The ARR tells us the absolute difference in the rates of events between the two groups and gives an indication of the baseline risk and treatment effect. An ARR of 0 means that there is no difference between the two groups; thus, the treatment had no effect. The absolute benefit of treatment is a 5% improvement in the number of caries-free patients.

Relative risk reduction

Relative risk reduction (RRR) = ARR/risk of the outcome in the control group

An alternative way to calculate the RRR is to subtract the RR from 1 (eg, RRR = 1 − RR).

In our example, the

RRR = 0.05/0.1 = 0.5 or 50%

or RRR= 1 − 1.5 = 0.5 or 50%

The RRR is the complement of the RR and is probably the most commonly reported measure of treatment effects. It tells us the reduction in the rate of the outcome in the treatment group relative to that in the control group. In our example, treatment reduced the risk of caries development by 50% relative to that in the control group.

Number needed to treat

Number needed to treat (NNT) is the inverse of absolute risk reduction and is calculated as 1/ARR.
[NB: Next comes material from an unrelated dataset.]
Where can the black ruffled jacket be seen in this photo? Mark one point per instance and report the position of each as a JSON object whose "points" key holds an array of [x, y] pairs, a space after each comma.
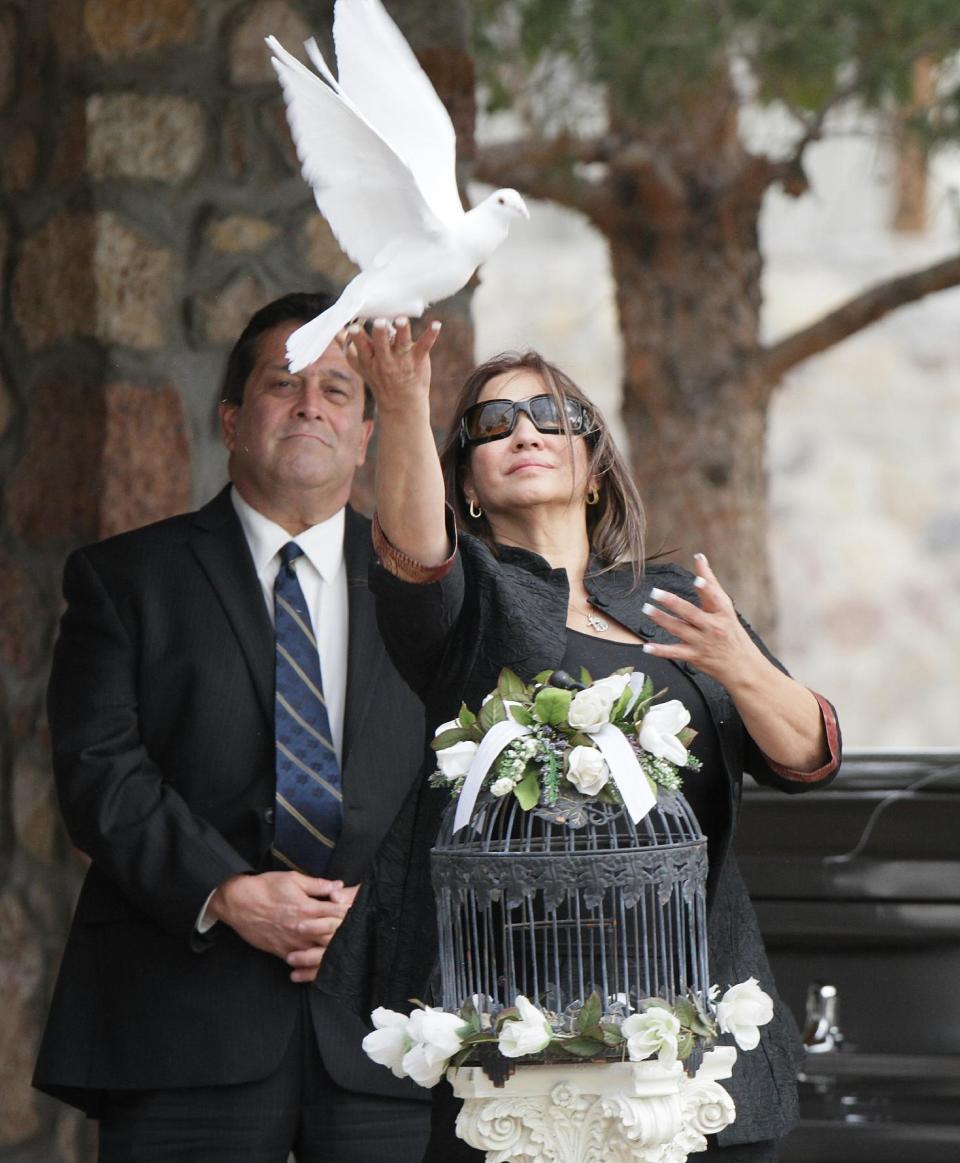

In our example, NNT = 1/0.05 = 20

The number needed to treat represents the number of patients we need to treat with the therapy under investigation in order to prevent one bad outcome. It incorporates the duration of treatment. Clinical significance can be determined to some extent by looking at the NNT, but also by weighing the NNT against any harms or adverse effects of therapy.
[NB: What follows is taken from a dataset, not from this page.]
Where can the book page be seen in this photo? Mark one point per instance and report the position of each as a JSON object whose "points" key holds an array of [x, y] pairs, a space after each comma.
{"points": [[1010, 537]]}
For the example above, this means that we would need to treat 20 people for 2 years in order to have one extra patient free of caries. Because our study uses a small sample of any given population, the true chance (risk) of the outcome we are interested in occurring in the wider population is not known, so the best that we can do is estimate this, based on our study sample. This is known as a point estimate and we gauge how close this estimate is to the true value by looking at the confidence intervals (CI) for each estimate. If the CI is fairly narrow then we can be confident that our point estimate is a precise reflection of the population value. The confidence interval also provides us with information about the statistical significance of the result. If the value corresponding to no effect falls outside the 95% CI then the result is statistically significant at the P 0.05 level. If the CI includes the value corresponding to no effect then the results are not statistically significant.

Are the results relevant?

Once you are happy with the trial's validity, you need to decide whether the results can be applied to your patient/s. Key considerations are whether your patients are so different from those in the study that the results cannot apply, if the treatment proposed is feasible in your practice setting, and whether the potential benefits of the treatment outweigh the potential harms of treatment for your patient.

Many people find critical appraisal daunting, but by using appraisal worksheets and regular practice, preferably with a group of like-minded colleagues, it is a skill that can be developed rapidly and one that is core to the evidence-based approach.